Genoa reacted with a press conference by Teodoro García Egea –age: 36 years old–, which is a bit like sending a Ford Fiesta to a Formula 1 race. to any journalist and gave way to questions. The first was about Aguirre's interview and the crisis of the Madrid PP. He did not answer it. The second, about the same. He started talking about Sánchez and the Mar Menor. At the third time, he could no longer escape and stamped a kick across Aguirre's forehead: "There is a matter in which I agree with her and it is that what destroyed the Popular Party of Madrid was corruption and it is something that we are never going to allow. "Not like her, she went without saying.
Seeing how the PP is complicating life with the election of its president in Madrid is one of those unfathomable mysteries that are frequently found in Spanish politics. Casado does not have many compelling reasons to object to Díaz Ayuso taking over the job, even more so after his victory in the May elections. The idea that it is too much work for one person is so ridiculous that they have only dared to put it into circulation under the letterhead of anonymous sources. Several regional presidents of the PP are in that situation without their brains exploding. Before, Aguirre and Cristina Cifuentes enjoyed both positions in Madrid.
For some reason that doesn't suit him, Casado is getting people to believe that his state of mind in relation to his protégé has gone from suspicion to panic. The headlines that claimed a few months ago that Ayuso could steal Casado's chair in the next two years were somewhat premature. Despite the immense support it receives in the right-wing press in Madrid, it would be convenient for it to offer a broader legislative curriculum than to have approved a law to place political commissioners in Telemadrid and eliminate taxes with which almost nothing is collected. Because he does not have, he cannot even boast of having approved budgets.
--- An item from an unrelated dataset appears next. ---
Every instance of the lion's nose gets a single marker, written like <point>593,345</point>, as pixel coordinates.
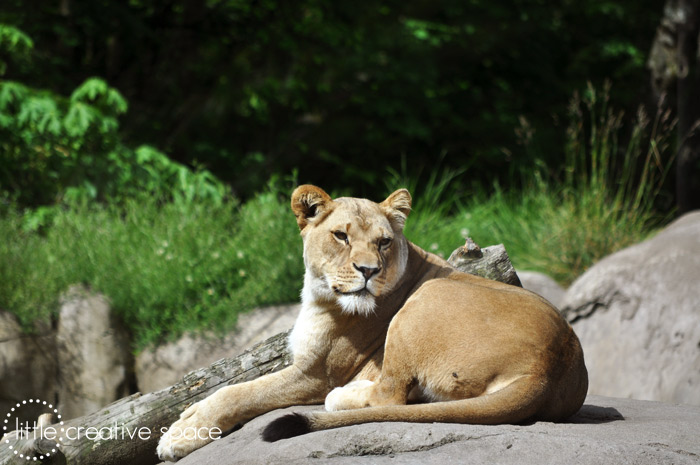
<point>366,271</point>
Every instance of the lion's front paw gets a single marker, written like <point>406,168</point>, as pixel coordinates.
<point>192,431</point>
<point>351,396</point>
All this hubbub, in which Aguirre moves like a barracuda in the water, will end up making us believe that what Casado seeks is to protect his position from 2023 in the event of being defeated again at the polls. When an opposition leader hints that the day after defeat is a situation he must protect himself against right now, at that point he has already begun to lose those elections.
"Chiquilicuatres" who don't know anything about politics. A mayor who lets "kids" warm his ear. Rookie and dim-witted politicians in Genoa that it is almost better not to think, because it will be worse. A national leader who does nothing but make mistakes, which is why he is not Sánchez's greatest political adversary. Aguirre has made such a disastrous portrait of the leadership of the PP that the PSOE could include it in its entirety in one of its arguments. They can add more spark to it, but they are not going to improve it. No one stabs the knife with as much enthusiasm as the Countess Consort de Bornos.